I'm new to programming and was hoping I could get some help. I'm attempting to create a 'do while' loop in C as part of my CS50 problem sets. I'm attempting to use two different conditions under 'while', but for some reason they are not being recognised. Here's my code
#include <stdio.h>
#include <cs50.h>
int get_height(void);
int main(void)
{
int height = get_height();
printf("you picked %i\n", height);
}
int get_height(void)
{
int height;
do
{
height = get_int("enter height\n");
}
while (height > 8 && height < 1);
return height;
}
I'm trying to force the user to type an integer under 8, but above 0. If I take out either one of the two conditions, that single condition works. If I try to use both conditions however, the code compiles and runs but it doesn't force me to enter a number within the parameters specified. I can just enter any number and it will be accepted. Can anyone help?
EDIT: I'm embarrassed.

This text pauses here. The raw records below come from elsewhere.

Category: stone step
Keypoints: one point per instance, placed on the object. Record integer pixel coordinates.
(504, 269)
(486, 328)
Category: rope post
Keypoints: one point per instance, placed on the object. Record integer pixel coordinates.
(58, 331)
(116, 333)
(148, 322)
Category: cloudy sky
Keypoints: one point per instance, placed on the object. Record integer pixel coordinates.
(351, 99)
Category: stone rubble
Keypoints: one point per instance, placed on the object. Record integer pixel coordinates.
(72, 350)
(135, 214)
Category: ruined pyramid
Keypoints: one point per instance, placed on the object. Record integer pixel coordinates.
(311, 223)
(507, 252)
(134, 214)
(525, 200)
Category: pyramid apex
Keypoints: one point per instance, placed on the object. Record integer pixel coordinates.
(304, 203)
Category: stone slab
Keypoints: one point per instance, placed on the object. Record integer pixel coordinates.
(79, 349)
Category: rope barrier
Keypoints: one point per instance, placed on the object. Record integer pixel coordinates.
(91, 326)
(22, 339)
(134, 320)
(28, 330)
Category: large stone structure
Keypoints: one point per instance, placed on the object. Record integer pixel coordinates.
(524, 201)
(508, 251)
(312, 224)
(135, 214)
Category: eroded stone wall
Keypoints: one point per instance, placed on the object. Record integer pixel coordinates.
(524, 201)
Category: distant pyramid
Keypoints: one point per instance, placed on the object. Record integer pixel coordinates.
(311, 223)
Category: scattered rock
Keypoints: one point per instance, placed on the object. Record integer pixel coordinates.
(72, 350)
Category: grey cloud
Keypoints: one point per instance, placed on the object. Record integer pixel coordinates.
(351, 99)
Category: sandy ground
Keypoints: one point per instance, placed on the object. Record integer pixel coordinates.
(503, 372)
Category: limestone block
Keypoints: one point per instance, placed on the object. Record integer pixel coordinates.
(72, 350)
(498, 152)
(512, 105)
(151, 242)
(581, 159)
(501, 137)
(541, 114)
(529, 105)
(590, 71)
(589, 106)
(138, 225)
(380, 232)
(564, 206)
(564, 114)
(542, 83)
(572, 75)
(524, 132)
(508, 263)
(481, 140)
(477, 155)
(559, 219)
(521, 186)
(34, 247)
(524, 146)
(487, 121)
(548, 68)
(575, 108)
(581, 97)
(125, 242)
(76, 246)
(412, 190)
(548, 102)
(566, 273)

I misunderstood how AND operators work.
I think that mathematics have not yet found an integer number that can be at the same time less than 1 and greater than 8.
while (height > 8 && height < 1);
It is evident you mean
while (height > 8 || height < 1);
But to make such a condition more clear for yourself it is useful sometimes to write at first the condition for which a number is being searched.
You need a number that lies in the range [1, 8] that is the target number shall satisfy the condition
1 <= height && height <= 8
In this case the condition in the do-while statement will be a negation of the condition above.
while ( !( 1 <= height && height <= 8 ) );
Now if to remove the negation you will have
while ( !( 1 <= height ) || !( height <= 8 ) );
that is equivalent to
while ( 1 > height || height > 8 );
So either use
while ( !( 1 <= height && height <= 8 ) );
pr
while ( 1 > height || height > 8 );